Vivendo há penas
Hoje, como sempre, estou perplexo com o que não vivi.
Sentado na sala de uma casa que nunca foi realmente minha, percebo, finalmente, o efeito da vida em mim.
Um bom poeta olharia pela janela e veria flores, pássaros e uma linda donzela, de seios hirtos e colo de marfim.
Um poeta inigualável veria a vida como ela é, e falaria da finitude do homem em relação a perenidade da arte.
Eu não vejo nada disso.
Dizem que os olhos são os espelhos da alma, mas os meus foram cegados pelo mundo que me cerceou.
Meus olhos tão negros quanto a noite, apesar de terem sido castanhos e claros um dia, mostram que agora devo ser por dentro o que antes não existia,
Ainda consigo perceber minha consciência seca e fria, como o grande deserto que sou, mas estou prestes a não sentir mais nada do que me a vida transformou.
O deserto de mim mesmo, feito tolamente das coisas que jamais fiz ou que deixei morrer em mim a esmo.
Todos os pássaros famintos que voejavam sobre minha cabeça e eu nem notei, absorto que estava em sentir apenas tudo aquilo com que jamais sonhei.
Todas as flores que murcharam na minha presença e sequer entendi, quando bastaria uma lágrima de felicidade para que elas florescessem onde nunca vi.

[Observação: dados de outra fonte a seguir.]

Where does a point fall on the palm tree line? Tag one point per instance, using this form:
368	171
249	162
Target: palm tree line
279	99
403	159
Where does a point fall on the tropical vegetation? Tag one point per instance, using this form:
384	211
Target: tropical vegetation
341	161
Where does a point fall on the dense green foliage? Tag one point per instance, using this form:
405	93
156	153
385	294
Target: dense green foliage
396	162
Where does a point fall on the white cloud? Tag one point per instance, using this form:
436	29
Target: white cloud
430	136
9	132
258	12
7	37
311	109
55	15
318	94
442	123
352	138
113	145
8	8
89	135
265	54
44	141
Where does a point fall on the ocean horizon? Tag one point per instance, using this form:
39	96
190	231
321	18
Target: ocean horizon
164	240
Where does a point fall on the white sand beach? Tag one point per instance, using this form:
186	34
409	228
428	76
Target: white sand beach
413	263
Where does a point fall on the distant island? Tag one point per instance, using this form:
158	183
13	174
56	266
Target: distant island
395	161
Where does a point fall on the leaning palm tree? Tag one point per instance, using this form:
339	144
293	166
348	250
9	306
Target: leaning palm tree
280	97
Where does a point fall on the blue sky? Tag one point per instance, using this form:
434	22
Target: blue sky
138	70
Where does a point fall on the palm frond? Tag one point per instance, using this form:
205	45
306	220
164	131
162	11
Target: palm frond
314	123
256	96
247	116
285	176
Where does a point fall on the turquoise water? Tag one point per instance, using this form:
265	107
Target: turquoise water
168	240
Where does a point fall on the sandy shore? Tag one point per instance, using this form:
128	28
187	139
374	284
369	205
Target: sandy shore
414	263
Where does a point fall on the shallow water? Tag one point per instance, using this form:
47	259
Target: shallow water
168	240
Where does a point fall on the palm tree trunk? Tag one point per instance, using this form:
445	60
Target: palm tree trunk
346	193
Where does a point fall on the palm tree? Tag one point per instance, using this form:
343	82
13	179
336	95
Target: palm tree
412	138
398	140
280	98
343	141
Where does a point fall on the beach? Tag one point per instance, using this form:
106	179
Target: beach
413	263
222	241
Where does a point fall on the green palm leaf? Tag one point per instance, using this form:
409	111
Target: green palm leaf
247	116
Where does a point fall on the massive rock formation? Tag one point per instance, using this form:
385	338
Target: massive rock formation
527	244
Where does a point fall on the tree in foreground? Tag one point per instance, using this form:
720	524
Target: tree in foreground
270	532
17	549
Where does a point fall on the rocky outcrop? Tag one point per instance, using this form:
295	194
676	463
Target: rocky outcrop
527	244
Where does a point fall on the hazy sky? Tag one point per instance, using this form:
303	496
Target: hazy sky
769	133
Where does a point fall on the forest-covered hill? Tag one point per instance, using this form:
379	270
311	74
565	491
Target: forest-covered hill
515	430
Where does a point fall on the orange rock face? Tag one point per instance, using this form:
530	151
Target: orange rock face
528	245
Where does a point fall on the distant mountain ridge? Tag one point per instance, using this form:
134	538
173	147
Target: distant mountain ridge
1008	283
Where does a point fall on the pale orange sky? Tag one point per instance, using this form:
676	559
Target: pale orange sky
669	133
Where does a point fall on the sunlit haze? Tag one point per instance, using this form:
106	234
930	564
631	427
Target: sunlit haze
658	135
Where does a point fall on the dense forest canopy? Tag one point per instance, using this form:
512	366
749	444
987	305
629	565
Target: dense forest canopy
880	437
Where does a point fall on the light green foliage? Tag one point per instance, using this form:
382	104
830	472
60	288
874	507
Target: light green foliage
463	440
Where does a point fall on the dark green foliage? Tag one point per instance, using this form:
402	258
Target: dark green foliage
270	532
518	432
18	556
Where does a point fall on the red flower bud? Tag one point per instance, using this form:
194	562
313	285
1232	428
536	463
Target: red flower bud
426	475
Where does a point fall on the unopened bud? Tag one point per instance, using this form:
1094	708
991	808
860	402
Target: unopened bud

Todas as gotas de chuva que se derramaram por minha cabeça indo até os meus pés, e eu que nem olhei para cima e matei a sede que me consome de lés a lés.
Todas as nuvens que estiveram paradas me esperando no céu escarlate, para que eu tentasse decantá-las como se fosse um vate.
Todas as manhãs que assistiram ao nascer do sol e o cântigo da cotovia, enquanto mantinha os olhos fechados sem contemplar a beleza de um novo dia.
Todas as noites em que o Sol se recolheu já cansado de tentar me iluminar e aquecer a alma e o corpo, enquanto eu decidia esperar pela luz de um novo porto.
Todos os sorrisos que não dei e as palavras que não proferi, por medo de sorrir mais do que podia ou de que meu falar fosse o qque menti.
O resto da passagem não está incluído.